Une interaction dans le plancton observée grâce à l’imagerie 3D de pointe et l’intelligence artificielle
Dans une étude publiée dans la revue Current Biology, des scientifiques ont disséqué une interaction polaire entre un type de plancton appelé dinoflagellé et une microalgue nommée Phaeocystis. Ils ont combiné des techniques d’imagerie avancées pour observer l’intérieur des cellules planctoniques et des techniques de photophysiologie afin d’étudier les processus physiologiques liés à la conversion de la lumière en énergie. Les images obtenues à haute résolution ont révélé la morphologie en 3D et l’organisation interne des organelles volées de la microalgue dans la cellule hôte. Après « ingestion » de la microalgue, telle une proie non digérée, son noyau grossit, ses chloroplastes gagnent en volume et deviennent plus efficaces pour la photosynthèse. La nouveauté de cette étude est l’observation de la mitochondrie de la microalgue, un autre organite qui produit de l’énergie, qui est aussi volé et forme un vaste réseau complexe en interaction avec le chloroplaste. Après plusieurs semaines, le noyau de l’algue disparaît, mais les observations en microscopie montrent que le chloroplaste et la mitochondrie restent fonctionnels pendant des mois. Cela soulève de nombreuses questions sur l’autonomie de ces organelles et du contrôle de l’hôte pour les maintenir fonctionnels. Le plancton « voleur » est ainsi une chimère composée de deux noyaux, de deux mitochondries et de chloroplastes. Des analyses de génomique environnementale démontrent d’ailleurs que ce plancton évolue dans les régions polaires aussi bien en Antarctique qu’en Arctique.
Grâce à l’imagerie subcellulaire, cette étude met ainsi en évidence une stratégie complexe dans le plancton marin, le long du continuum entre prédation et symbiose, où il vole et détourne des « usines énergétiques » au lieu de les digérer. Ces travaux améliorent nos connaissances sur les interactions et les dépendances entre cellules planctoniques dans les écosystèmes marins et dévoilent un peu plus le « bricolage du vivant » qui a façonné la biodiversité au cours de l’évolution.

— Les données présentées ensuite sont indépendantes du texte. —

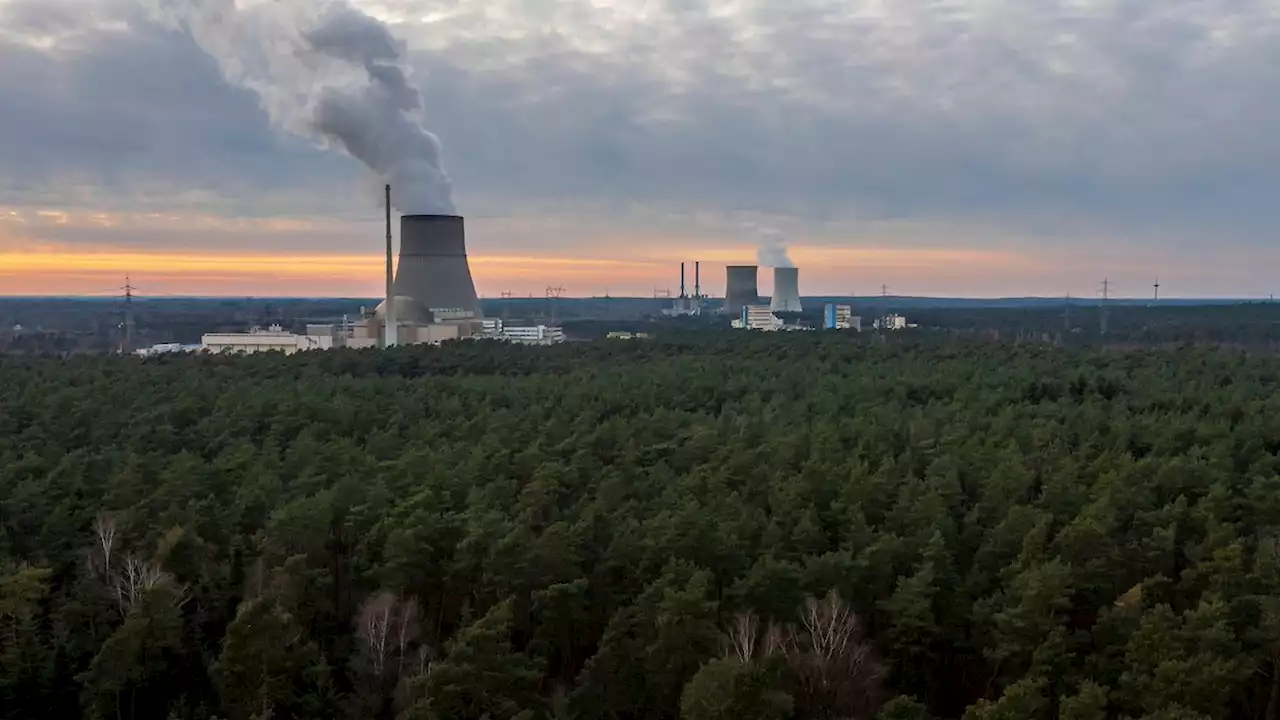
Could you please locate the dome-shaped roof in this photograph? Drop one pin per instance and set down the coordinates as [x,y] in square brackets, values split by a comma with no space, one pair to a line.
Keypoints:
[407,310]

Figure : Reconstruction en trois dimensions de la microalgue marine Phaeocystis et du dinoflagellé (Ross Sea Dinoflagellate) grâce à la microscopie électronique 3D. Le dinoflagellé peut voler les organelles de la microalgue comme le chloroplaste (vert) et la mitochondrie (rouge), dont la morphologie et la physiologie sont modifiées.

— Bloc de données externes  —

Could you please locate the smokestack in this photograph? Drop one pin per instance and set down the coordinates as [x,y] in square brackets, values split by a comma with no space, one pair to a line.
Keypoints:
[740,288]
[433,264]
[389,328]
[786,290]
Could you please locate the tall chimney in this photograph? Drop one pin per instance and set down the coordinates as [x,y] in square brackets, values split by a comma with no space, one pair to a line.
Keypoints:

En savoir plus : Rao AK, Yee D, Chevalier F, LeKieffre C, Pavie M, Olivetta M, Dudin O, Gallet B, Hehenberger E, Seifi M, Jug F, Deschamps J, Wu TD, Gast R, Jouneau PH, Decelle J. Hijacking and integration of algal plastids and mitochondria in a polar planktonic host. Curr Biol. 2025 Apr 15:S0960-9822(25)00392-6. doi: 10.1016/j.cub.2025.03.076. Epub ahead of print. PMID: 40250433.